Kittens have 26 deciduous teeth. Cats don't come out of the womb fully equipped with chompers. According to the Humane Society Veterinary Medical Association, their first incisors start to pop up when they're 2 and 4 weeks old. The canine and molar teeth typically follow shortly, with the entire set completed when a kitten is about 2 months old, or of early weaning age.

Baby Teeth Loss

Kittens do indeed lose all of their 26 baby teeth, just like human children lose their baby teeth, the ASPCA indicates. A kitten generally starts losing teeth at 3 months, around the time her adult incisors begin to slowly grow in. The incisors are followed by adult molar, premolar and canine teeth. By the time a kitten hits about 6 months old, she usually has all 30 of her adult teeth.

Teething Signs

While a kitten is amid the process of losing her teeth, her gums might be a bit sore and swollen. Because of this, you could notice a little bit of crying, and perhaps some occasional refusal to eat. Excessive drooling, chewing and halitosis are also possible.

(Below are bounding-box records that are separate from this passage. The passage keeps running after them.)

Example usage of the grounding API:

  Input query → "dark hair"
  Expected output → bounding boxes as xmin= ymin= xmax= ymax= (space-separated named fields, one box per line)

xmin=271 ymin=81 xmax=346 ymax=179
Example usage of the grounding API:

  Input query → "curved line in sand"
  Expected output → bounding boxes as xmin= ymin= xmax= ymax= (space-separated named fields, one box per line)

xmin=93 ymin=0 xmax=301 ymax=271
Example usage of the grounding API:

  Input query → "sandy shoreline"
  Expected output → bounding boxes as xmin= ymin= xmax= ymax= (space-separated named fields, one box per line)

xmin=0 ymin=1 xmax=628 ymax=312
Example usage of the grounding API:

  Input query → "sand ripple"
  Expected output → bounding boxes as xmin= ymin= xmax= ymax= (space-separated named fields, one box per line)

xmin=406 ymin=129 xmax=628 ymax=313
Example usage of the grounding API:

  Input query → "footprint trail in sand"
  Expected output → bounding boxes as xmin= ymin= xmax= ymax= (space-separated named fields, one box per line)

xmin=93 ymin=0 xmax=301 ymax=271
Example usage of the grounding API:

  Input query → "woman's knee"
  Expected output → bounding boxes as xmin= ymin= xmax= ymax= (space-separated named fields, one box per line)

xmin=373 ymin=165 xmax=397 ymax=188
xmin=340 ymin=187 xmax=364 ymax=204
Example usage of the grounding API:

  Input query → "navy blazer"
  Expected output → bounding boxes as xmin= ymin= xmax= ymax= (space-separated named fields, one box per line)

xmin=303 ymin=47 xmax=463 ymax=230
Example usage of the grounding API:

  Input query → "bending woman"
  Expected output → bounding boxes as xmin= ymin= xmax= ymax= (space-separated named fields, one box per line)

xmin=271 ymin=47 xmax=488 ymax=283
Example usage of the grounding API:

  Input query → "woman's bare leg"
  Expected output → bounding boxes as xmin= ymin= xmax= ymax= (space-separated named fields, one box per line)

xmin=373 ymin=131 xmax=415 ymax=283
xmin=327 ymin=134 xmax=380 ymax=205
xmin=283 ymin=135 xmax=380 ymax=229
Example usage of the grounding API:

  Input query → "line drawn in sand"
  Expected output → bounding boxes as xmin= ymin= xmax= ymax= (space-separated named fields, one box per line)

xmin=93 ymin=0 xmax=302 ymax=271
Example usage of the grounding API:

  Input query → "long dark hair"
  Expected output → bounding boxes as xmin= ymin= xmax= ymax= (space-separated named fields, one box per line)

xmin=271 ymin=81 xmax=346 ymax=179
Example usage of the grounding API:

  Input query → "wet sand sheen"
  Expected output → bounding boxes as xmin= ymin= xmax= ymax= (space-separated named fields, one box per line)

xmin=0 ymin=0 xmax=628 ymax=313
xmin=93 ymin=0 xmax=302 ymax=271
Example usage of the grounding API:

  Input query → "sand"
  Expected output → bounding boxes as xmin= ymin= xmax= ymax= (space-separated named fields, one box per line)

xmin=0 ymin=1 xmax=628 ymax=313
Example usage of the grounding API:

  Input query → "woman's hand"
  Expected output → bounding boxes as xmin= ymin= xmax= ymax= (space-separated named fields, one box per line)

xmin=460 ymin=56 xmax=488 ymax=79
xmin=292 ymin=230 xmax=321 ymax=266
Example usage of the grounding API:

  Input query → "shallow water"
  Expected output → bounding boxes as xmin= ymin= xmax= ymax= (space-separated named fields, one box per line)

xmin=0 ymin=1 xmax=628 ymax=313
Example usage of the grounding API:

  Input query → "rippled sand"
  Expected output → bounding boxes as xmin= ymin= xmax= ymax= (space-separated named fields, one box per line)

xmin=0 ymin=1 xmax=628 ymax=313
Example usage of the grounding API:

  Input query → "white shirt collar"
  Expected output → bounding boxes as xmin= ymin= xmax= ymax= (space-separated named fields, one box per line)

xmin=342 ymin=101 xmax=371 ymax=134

Teething is not the most comfortable or pleasant process. So don't be surprised if your normally sweet, calm and mild-mannered kitten is suddenly unfriendly and in a bad mood. The poor thing could be in pain.

Tooth Distribution

If you want to see how many teeth your kitty might have lost, count 12 on the bottom and 14 on the top. That makes 26 "milk teeth" total. As an adult, your fluff ball will have 30 teeth, essentially 14 below and 16 above. Knowing how many teeth your kitten is supposed to have should make this tracking a lot easier on you.

Always check with your veterinarian before changing your pet’s diet, medication, or physical activity routines. This information is not a substitute for a vet’s opinion.